Kenya Kondo recalls the first time he plucked an out-of-tune string on his mom’s handmade acoustic guitar back home in Nairobi. “My mom wanted to learn how to make music, so she went to a carpenter and asked him to make her a guitar,” says the 31-year-old folk-pop artist. “At first, she was like, ‘Don’t touch that. It is something precious. It’s going to break!'”
But, one day, Kondo, then 15, gave into the forbidden guitar as it tempted him from the corner of a room. He picked it up and tried a few chords. “I didn’t know anything about guitars except that, somehow, six strings make music.”
His mom caught him strumming the black, red and yellow cutaway but didn’t stop him. While the guitar was still technically his mom’s, he played it all the time.
He entered a star search contest in Nairobi and made it to the finals, though the local newspaper gave his band an unflattering review. “They said I was trying to be Carlos Santana because of how I was dressed,” he recalls.
But when he left Kenya in 2001 to study math and physics at the University of Alberta, he left the guitar behind because he worried it wouldn’t survive the trip.
Thankfully, his floor mates at Lister Hall residences let him jam on their guitars until, a few months later, Kondo won a small Baby Taylor guitar in a draw at a local concert. “For me, this was a sign.
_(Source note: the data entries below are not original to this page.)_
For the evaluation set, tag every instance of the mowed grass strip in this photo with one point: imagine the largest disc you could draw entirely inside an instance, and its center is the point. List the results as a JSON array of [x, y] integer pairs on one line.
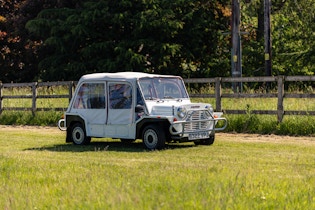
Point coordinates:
[[39, 171]]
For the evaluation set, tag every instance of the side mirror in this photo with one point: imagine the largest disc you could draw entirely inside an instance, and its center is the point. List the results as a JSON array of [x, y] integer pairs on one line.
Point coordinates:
[[139, 109]]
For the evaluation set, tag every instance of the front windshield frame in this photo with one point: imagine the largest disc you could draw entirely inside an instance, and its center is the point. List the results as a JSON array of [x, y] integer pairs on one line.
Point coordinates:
[[163, 88]]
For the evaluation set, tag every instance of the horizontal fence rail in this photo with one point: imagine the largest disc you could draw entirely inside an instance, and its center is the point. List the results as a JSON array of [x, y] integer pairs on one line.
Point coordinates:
[[278, 83]]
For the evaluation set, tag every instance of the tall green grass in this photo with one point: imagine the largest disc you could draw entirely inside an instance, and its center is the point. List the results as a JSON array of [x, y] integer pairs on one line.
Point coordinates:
[[39, 171]]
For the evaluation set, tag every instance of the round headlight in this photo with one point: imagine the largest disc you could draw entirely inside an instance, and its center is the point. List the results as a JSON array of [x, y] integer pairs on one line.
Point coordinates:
[[181, 112], [210, 108]]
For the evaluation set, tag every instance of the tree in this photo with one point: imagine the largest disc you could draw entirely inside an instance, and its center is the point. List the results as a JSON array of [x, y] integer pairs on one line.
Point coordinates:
[[169, 37], [19, 53]]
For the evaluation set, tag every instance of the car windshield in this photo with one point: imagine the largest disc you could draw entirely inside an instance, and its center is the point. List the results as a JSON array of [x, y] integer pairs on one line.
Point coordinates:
[[163, 88]]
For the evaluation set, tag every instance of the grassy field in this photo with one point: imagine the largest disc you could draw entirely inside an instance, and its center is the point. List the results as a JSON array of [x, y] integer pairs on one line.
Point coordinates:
[[240, 171]]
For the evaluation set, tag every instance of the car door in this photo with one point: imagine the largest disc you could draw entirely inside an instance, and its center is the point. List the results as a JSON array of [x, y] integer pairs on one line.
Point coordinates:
[[90, 104], [120, 110]]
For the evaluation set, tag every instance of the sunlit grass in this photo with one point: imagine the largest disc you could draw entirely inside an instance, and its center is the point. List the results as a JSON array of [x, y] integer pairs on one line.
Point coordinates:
[[248, 123], [38, 171]]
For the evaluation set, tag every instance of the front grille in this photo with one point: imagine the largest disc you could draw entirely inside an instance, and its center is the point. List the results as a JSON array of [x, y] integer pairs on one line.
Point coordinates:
[[195, 116]]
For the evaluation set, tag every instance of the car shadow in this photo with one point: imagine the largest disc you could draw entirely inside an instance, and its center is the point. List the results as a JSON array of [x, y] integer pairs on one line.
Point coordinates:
[[107, 146]]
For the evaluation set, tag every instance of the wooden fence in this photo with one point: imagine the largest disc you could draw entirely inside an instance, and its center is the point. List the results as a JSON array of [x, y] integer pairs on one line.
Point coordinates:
[[277, 82]]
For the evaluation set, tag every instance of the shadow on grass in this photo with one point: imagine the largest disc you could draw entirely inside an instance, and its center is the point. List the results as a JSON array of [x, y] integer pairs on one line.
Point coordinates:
[[107, 146]]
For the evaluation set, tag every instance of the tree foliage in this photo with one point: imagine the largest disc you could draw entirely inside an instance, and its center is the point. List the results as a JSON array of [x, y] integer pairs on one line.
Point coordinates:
[[161, 36]]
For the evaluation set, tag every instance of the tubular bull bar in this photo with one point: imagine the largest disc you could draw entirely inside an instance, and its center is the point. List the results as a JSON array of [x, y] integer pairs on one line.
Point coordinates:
[[181, 133]]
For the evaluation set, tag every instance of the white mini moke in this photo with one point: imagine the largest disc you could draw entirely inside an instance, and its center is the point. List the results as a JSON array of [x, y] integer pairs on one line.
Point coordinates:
[[132, 105]]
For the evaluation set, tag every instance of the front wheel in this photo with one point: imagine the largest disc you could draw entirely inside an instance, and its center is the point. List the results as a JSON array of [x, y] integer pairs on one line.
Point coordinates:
[[153, 137], [78, 135]]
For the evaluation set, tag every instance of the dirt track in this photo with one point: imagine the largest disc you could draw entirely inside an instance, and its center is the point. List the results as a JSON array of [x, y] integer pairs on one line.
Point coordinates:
[[223, 136]]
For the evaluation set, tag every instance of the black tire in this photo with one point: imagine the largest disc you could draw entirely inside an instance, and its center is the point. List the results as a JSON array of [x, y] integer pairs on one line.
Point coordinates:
[[208, 141], [78, 135], [153, 137], [127, 141]]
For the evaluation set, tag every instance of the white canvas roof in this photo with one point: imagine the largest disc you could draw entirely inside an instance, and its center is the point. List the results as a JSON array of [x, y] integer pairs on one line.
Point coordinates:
[[120, 76]]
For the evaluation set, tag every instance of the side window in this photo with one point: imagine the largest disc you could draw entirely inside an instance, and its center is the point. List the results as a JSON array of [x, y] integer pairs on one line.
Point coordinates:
[[90, 96], [120, 96]]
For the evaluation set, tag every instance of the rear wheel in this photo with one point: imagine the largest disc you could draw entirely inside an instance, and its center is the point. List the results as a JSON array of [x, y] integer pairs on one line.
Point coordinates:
[[208, 141], [78, 135], [153, 137]]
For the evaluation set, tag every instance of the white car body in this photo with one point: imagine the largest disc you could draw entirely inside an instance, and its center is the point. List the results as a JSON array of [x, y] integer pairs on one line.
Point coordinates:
[[133, 105]]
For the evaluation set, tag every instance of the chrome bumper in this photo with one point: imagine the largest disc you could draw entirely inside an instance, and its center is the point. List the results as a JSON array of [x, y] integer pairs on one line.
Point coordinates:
[[61, 125], [183, 124]]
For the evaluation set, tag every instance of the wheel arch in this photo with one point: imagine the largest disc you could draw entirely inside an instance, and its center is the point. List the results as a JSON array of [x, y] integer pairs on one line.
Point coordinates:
[[149, 121], [70, 121]]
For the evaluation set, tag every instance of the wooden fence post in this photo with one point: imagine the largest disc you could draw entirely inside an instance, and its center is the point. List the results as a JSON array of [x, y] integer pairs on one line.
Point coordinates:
[[34, 94], [71, 84], [1, 93], [280, 108], [218, 92]]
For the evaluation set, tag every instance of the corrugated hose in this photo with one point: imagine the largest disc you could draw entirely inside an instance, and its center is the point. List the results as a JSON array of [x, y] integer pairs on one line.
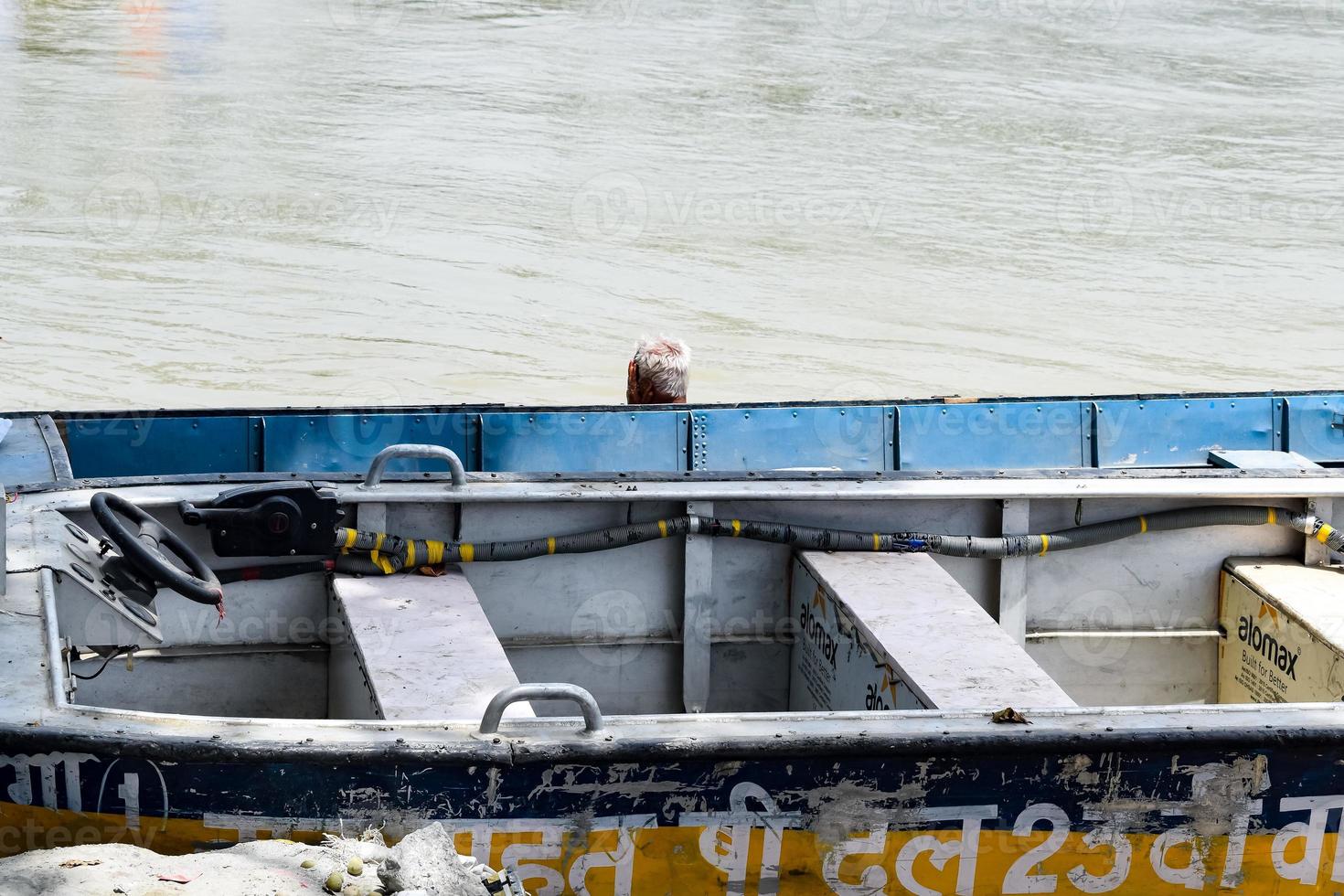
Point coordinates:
[[372, 552]]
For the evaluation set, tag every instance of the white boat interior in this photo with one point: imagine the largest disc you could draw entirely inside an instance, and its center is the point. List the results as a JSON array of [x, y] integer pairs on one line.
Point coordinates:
[[674, 626]]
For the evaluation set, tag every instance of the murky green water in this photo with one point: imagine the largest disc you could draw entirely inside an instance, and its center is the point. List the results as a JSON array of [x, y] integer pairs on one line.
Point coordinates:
[[245, 202]]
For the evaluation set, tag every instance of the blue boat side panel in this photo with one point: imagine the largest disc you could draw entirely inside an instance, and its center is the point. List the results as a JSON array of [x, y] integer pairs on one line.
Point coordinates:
[[348, 443], [1003, 435], [154, 445], [1316, 426], [775, 438], [580, 443], [1141, 806], [23, 453], [1181, 432]]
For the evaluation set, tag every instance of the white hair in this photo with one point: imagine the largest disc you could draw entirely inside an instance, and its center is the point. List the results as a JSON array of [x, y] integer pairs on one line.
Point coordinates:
[[666, 363]]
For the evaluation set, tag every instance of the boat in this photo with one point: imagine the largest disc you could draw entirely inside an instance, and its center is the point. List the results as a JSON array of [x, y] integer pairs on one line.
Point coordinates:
[[1081, 644]]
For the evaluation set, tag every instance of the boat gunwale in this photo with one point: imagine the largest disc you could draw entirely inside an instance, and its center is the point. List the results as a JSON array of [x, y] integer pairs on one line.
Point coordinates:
[[469, 407], [699, 485]]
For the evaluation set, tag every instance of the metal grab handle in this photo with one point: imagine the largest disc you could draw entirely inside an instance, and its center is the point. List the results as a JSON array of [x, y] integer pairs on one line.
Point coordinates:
[[429, 452], [560, 690]]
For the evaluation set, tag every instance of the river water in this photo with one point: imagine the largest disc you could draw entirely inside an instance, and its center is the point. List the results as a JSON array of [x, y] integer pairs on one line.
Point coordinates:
[[246, 202]]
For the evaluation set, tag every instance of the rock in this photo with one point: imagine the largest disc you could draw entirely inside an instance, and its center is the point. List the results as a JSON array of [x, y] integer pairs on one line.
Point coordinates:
[[426, 860]]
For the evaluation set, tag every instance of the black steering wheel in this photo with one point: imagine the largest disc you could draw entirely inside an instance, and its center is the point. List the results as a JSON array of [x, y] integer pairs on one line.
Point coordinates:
[[143, 549]]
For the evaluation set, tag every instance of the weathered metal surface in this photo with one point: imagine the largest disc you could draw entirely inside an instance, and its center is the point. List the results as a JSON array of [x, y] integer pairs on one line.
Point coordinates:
[[583, 441], [1181, 432], [155, 443], [1007, 435], [1261, 460], [1315, 426], [25, 454], [771, 438], [1055, 432], [325, 443], [1132, 819]]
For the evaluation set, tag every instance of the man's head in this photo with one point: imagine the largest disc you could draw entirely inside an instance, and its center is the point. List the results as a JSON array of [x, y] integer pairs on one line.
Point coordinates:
[[659, 372]]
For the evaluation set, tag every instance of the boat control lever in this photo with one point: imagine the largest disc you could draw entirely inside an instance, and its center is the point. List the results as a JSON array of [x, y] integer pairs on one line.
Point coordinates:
[[268, 520]]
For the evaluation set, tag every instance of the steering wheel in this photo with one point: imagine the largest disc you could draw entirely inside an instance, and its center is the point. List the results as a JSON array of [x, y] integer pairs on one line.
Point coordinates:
[[143, 549]]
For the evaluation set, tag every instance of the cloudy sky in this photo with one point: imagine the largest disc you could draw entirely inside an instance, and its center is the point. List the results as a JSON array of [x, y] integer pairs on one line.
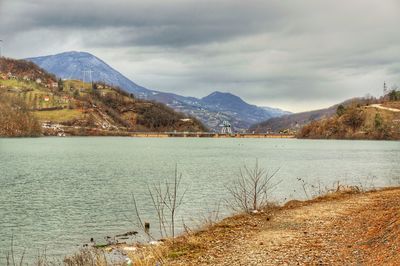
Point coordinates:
[[296, 55]]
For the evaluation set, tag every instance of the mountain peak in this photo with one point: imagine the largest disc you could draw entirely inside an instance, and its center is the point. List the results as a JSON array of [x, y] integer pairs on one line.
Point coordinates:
[[75, 65]]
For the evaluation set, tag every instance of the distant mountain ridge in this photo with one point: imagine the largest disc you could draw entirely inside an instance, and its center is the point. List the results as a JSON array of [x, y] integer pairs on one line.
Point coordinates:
[[211, 110]]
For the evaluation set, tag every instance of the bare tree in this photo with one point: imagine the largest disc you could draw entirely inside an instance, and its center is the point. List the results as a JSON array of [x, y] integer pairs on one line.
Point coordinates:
[[166, 199], [252, 188]]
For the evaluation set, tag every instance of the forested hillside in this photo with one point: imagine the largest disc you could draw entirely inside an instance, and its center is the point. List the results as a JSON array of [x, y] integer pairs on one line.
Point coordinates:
[[70, 107]]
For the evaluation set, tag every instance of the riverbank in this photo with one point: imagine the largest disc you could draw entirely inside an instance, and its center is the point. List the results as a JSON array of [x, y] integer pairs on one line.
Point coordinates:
[[343, 228]]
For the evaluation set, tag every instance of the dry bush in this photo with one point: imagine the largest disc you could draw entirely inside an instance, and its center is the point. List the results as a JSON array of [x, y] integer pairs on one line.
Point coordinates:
[[15, 119], [252, 189]]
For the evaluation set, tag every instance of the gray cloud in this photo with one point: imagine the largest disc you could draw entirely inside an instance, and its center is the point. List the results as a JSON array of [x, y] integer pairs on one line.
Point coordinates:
[[295, 55]]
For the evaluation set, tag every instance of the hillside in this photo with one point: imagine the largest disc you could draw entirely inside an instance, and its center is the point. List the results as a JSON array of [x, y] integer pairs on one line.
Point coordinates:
[[75, 65], [374, 121], [292, 121], [73, 107]]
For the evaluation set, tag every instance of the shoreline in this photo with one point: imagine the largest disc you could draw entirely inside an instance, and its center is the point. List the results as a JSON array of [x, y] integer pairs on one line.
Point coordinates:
[[337, 228]]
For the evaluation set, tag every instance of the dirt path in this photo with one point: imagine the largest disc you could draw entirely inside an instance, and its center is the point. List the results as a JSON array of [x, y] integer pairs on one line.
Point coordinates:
[[356, 229]]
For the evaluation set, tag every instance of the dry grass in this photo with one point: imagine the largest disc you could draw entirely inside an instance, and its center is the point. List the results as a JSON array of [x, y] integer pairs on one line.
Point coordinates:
[[58, 115]]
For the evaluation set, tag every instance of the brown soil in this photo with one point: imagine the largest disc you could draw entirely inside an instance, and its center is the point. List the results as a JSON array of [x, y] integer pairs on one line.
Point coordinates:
[[338, 229]]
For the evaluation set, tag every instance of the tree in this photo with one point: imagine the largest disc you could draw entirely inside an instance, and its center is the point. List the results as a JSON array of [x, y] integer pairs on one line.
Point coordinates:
[[354, 118], [378, 121], [252, 189], [60, 85]]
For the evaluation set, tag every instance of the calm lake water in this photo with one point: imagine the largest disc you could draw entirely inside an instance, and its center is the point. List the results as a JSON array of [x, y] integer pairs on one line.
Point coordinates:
[[57, 193]]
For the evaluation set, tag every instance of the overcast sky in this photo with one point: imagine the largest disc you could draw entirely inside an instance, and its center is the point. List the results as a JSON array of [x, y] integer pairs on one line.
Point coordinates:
[[296, 55]]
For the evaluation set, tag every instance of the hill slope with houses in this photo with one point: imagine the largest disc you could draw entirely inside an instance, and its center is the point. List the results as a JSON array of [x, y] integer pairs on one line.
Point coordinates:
[[71, 107], [211, 110]]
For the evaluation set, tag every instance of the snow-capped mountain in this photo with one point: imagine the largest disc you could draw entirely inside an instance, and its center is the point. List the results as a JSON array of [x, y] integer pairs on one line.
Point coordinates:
[[212, 110]]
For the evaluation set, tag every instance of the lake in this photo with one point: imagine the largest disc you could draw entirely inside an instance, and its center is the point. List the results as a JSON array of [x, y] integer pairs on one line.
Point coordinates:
[[57, 193]]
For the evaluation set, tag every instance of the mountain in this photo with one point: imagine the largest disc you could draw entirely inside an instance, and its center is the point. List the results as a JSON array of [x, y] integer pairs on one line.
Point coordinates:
[[378, 120], [298, 120], [212, 110], [76, 65], [292, 121]]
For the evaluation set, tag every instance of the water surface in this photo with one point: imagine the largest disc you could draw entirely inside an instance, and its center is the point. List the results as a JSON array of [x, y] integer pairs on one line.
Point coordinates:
[[57, 193]]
I’m meant to continue with this,” he says. “Winning that guitar kept me going.”
Ten years later, Kondo’s debut album, Wait, is winning him fans for his straight-from-the-gut lyrics and melody that, at times, verges on alternative. The album records his emotional transition from Nairobi to Edmonton.
Kondo wrote “Moses,” a resonant song about an alcoholic relative sung with a raw intensity, on a Thursday after a physics class.
“Songs like ‘Moses’ talk about dealing with pain and trying to make sense of it.”
In March, Kondo, who also works for the Alberta Ministry of Advanced Education, and his three-member band were invited to perform during Canadian Music Week in Toronto and played at the inaugural Utopia Music Festival in Hawrelak Park last June.
Though Kondo now plays three different guitars, he’s still wistful about his first one.
“When I look back, it’s a very cheap-looking, bad-sounding guitar. But, from that, I was able to make, for my part, really good music.”